This is the fourth in a series of posts on the Hasselblad X2D 100C camera and the XCD lenses. You will be able to find all the posts in this series by looking at the righthand column on this page and finding the Category “X2D”.
And now, what some of you have been waiting for: modulation transfer function (MTF) numbers for the Hasselblad XCD 38 mm f/2.5 on the X2D 100C. If you’re not a numbers person, be patient, there are images coming up.
In the last year or so I’ve standardized lens test distance by field of view. Here’s the table I’ve been using, with the 38 mm distance added.
That means I need a distance of 11 feet for the 38.
Here’s what the setup looks like with the camera at that distance.
Feeds and speeds:
- AF-S (there isn’t any AF-C at present)
- Manual exposure
- f stops 2.5 and 2.8 through 11 in whole-stop steps
- Focus on Siemens star
- 20 images at each f-stop. Use Imatest to pick the sharpest.
- RRS legs
- Acra Swiss C1 head
- 2 sec self timer
- ISO 64
Here are full frame images at f/2.5 and f/11.
Lately, I have been using a complicated test for lenses. You’ll know about that if you’ve looked at the Fuji GF lens tests I’ve posted in the last year or so. That test requires that the camera have a focus bracketing feature. The X2D 100C has no such capability. It might be added in a future firmware release, but that doesn’t help me now. SO I was forced to fall back on cruder techniques.
I measured MTF50 of the sharpest image of the 20 images at each test condition for both slanted edges. When the target was positioned at the right edge, I found the sharpest image for each orientation. The sharpest image for the two directions were different, indicating some astigmatism. This is normal with short lenses; you’ll get a chance to look at astigmatism and other off-axis aberrations when I post the images in a subsequent post. I asked Imatest to look at the green raw channel.
Here’s the bottom line:
- The sharpest on-axis aperture is f/5.6.
- The sharpest edge aperture for a radial (horizontal) edge is f/8.
- The sharpest edge aperture for a tangential (vertical) edge is f/5.6.
- This lens should be capable of delivering sharp images over the frame from f/4 through f/8.
I hesitate to put this next chart up because it mixes apples and oranges, but people have asked how this lens compares to the 45mm f/2.8 GF. Take the graph with a grain of salt, since
- The GF test used white-balanced raw luminance as the metric, not green channel. That penalizes the GF lens because longitudinal chromatic aberration brings down white-balanced raw luminance.
- The GF test used complex processing to detect and eliminate outliers. The XCD test just took the sharpest image in each group. That should also penalize the GF lens.

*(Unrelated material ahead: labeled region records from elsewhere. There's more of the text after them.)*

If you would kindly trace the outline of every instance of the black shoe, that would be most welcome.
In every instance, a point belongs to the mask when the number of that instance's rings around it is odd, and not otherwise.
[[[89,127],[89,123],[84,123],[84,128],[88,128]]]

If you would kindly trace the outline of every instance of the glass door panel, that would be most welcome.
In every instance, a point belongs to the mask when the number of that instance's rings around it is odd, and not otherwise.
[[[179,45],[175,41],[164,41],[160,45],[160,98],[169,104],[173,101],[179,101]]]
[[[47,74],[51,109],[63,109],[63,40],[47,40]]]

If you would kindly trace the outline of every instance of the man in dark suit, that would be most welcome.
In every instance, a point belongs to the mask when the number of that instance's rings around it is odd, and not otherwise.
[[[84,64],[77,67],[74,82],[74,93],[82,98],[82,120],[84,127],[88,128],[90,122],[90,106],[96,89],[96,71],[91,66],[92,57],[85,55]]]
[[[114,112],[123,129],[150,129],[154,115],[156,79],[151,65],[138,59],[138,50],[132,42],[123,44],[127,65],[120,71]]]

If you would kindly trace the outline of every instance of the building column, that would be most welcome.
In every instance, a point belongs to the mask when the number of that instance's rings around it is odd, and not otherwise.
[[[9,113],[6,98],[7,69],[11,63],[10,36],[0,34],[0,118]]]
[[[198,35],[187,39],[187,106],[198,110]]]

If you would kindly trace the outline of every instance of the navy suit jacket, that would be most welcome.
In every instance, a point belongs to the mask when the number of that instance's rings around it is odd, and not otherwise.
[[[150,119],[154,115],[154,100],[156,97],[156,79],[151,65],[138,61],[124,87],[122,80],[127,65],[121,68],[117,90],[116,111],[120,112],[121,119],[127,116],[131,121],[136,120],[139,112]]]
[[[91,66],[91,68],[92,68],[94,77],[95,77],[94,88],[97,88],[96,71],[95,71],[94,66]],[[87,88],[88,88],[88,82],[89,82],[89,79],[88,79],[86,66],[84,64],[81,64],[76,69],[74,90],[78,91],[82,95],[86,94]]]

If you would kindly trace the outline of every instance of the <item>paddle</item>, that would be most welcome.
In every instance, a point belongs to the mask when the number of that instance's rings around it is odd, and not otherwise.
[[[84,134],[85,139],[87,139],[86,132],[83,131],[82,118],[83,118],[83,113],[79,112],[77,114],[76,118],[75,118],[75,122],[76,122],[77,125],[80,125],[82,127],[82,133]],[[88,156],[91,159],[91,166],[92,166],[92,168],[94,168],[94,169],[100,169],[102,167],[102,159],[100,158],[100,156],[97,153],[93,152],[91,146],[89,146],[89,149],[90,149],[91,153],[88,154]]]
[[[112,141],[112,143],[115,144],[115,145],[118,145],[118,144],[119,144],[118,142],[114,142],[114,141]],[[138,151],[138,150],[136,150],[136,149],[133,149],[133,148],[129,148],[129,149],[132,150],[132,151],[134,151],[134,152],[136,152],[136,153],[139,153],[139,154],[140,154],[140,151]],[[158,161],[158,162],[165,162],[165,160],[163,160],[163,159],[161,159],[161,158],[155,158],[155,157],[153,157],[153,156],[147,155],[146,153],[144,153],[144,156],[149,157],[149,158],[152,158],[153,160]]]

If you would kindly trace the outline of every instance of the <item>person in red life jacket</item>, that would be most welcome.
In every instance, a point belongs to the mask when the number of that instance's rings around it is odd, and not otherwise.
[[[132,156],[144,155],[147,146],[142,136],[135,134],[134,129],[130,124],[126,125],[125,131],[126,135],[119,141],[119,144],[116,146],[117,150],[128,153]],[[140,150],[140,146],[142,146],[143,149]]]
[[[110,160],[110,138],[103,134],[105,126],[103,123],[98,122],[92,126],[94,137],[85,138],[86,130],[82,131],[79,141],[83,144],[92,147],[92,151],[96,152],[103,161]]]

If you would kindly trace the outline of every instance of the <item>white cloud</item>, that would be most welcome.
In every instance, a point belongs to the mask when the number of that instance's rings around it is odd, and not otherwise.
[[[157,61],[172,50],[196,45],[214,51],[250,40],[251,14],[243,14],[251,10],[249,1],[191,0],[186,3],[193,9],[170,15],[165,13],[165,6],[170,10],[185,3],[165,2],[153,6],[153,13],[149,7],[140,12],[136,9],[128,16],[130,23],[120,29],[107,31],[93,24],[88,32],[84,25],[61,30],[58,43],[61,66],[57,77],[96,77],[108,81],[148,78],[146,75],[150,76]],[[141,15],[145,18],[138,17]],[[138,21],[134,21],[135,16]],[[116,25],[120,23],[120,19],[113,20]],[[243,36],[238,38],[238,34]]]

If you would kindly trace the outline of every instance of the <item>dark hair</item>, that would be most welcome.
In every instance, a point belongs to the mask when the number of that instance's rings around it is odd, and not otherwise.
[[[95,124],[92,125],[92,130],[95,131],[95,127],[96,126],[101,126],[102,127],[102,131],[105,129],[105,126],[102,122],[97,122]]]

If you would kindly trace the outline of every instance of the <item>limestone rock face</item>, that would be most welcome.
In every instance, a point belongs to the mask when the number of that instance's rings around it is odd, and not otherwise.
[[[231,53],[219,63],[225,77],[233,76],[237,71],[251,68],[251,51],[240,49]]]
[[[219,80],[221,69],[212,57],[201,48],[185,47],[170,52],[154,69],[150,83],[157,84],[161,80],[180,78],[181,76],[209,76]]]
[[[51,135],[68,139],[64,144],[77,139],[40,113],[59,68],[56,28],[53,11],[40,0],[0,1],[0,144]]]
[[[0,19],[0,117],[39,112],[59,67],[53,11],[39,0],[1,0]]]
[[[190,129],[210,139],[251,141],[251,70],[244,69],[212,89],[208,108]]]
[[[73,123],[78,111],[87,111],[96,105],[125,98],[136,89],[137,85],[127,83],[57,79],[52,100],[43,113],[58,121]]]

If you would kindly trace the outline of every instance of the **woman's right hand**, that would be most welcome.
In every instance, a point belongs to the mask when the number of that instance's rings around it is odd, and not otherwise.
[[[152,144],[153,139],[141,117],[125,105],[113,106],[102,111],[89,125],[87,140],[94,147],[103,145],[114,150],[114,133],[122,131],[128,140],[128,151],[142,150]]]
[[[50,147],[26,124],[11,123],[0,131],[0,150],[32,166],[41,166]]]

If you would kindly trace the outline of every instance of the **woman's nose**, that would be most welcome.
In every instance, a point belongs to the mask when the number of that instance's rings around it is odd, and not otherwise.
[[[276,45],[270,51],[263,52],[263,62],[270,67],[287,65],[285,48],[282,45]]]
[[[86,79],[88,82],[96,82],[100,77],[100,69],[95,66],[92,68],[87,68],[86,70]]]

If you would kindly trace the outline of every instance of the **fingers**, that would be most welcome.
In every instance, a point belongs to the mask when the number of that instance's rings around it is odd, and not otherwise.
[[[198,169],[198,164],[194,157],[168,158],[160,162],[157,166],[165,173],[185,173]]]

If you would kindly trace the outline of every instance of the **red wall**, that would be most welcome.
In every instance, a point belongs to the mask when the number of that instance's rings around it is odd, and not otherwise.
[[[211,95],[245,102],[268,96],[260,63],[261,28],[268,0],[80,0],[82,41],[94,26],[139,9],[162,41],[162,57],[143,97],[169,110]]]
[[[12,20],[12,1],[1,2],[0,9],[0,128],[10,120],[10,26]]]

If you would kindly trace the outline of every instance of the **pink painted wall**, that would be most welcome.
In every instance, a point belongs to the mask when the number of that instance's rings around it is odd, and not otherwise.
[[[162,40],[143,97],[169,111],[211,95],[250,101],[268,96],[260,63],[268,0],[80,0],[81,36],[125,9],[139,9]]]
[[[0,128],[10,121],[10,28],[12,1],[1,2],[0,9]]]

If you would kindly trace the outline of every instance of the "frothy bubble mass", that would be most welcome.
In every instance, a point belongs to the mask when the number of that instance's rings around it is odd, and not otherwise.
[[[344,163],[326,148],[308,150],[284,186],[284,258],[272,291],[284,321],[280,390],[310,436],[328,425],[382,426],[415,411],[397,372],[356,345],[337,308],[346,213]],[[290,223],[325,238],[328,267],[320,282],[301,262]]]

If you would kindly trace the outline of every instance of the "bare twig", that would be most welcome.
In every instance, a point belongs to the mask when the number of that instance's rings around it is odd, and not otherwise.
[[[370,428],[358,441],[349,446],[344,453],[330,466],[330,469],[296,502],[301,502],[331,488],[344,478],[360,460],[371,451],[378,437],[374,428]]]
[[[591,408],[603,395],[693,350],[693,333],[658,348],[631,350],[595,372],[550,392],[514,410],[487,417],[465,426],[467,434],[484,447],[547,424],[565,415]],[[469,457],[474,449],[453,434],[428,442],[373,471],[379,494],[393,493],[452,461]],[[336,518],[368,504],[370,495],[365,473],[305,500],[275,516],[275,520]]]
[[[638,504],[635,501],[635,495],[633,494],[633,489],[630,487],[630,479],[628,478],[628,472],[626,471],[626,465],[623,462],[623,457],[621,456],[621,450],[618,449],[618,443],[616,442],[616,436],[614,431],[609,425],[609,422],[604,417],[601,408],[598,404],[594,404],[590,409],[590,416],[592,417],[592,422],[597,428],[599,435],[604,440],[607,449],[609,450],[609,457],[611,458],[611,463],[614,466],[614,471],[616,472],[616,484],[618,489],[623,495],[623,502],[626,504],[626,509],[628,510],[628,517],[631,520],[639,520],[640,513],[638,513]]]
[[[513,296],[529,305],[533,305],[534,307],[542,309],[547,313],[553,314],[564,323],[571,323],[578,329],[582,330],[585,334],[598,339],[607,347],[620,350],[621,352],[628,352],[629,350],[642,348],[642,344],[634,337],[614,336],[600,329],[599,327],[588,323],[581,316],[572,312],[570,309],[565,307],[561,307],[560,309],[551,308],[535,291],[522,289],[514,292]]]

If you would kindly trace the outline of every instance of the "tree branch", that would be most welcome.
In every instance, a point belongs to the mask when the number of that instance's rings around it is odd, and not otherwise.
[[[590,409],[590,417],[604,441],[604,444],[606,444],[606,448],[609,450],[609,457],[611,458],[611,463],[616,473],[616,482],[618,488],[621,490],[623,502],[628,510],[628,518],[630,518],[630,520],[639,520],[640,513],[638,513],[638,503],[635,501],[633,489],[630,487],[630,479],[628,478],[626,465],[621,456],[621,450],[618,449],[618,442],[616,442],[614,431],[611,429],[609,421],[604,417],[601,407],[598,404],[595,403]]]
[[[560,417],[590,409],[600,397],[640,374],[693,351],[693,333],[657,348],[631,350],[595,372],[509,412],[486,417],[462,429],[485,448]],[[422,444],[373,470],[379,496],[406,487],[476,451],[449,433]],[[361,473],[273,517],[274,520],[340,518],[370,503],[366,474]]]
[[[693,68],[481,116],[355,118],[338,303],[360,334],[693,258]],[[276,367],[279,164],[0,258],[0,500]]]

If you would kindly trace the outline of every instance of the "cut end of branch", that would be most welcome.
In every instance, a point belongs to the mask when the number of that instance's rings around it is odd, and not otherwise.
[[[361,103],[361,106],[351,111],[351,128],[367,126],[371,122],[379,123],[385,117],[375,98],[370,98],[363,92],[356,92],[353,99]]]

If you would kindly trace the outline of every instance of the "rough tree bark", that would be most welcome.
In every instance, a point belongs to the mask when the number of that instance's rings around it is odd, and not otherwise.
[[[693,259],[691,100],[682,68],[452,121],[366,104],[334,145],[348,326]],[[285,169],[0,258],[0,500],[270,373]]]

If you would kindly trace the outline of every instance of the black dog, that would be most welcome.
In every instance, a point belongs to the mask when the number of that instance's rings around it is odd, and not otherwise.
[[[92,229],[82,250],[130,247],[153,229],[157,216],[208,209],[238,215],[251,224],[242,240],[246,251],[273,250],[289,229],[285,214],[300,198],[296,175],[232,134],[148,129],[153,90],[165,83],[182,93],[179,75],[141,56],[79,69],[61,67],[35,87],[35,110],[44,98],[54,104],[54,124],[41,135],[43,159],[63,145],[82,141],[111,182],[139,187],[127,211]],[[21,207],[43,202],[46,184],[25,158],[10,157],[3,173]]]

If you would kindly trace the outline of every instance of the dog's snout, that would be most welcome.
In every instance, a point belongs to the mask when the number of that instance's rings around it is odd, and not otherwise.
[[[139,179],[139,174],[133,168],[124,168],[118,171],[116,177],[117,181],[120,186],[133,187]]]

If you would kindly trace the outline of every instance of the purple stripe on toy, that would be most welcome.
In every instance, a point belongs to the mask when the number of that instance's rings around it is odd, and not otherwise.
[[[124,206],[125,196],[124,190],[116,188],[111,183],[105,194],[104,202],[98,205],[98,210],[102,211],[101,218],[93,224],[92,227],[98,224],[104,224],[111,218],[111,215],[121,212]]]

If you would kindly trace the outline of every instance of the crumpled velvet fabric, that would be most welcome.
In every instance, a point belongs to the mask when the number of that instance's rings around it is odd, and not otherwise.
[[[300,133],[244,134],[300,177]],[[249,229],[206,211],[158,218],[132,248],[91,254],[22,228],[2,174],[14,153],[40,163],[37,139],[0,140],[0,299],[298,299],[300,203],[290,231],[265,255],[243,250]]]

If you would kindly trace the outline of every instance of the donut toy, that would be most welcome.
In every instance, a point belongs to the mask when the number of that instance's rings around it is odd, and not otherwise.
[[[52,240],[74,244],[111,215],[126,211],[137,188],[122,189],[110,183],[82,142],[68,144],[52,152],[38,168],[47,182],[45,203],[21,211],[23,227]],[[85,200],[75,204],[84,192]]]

- The fact that I only gave the ‘blad 20 tries to get the focus right under each condition should penalize it.
Enough caveats. Here’s the graph:
Overall, the 45 looks a little better, but remember those grains of salt. I”ll be doing direct comparisons later.
I like your standardized lens test distance chart. Very cool.
What does “on-axis” mean when you say the sharpest on-axis aperture? Is it just a fancy way for saying center?
Did you mean to write “35 side H” for the light blue? It says 45, but you already have a 45.
I have been quite impressed with my GF 45 edge sharpness. The only two native GF lenses I shoot with now are the 45 and 110, because those are my favs. Hoping the upcoming 55 1.7 delivers. Personally, I would have preferred a 55 f2, if it meant a smaller, lighter lens.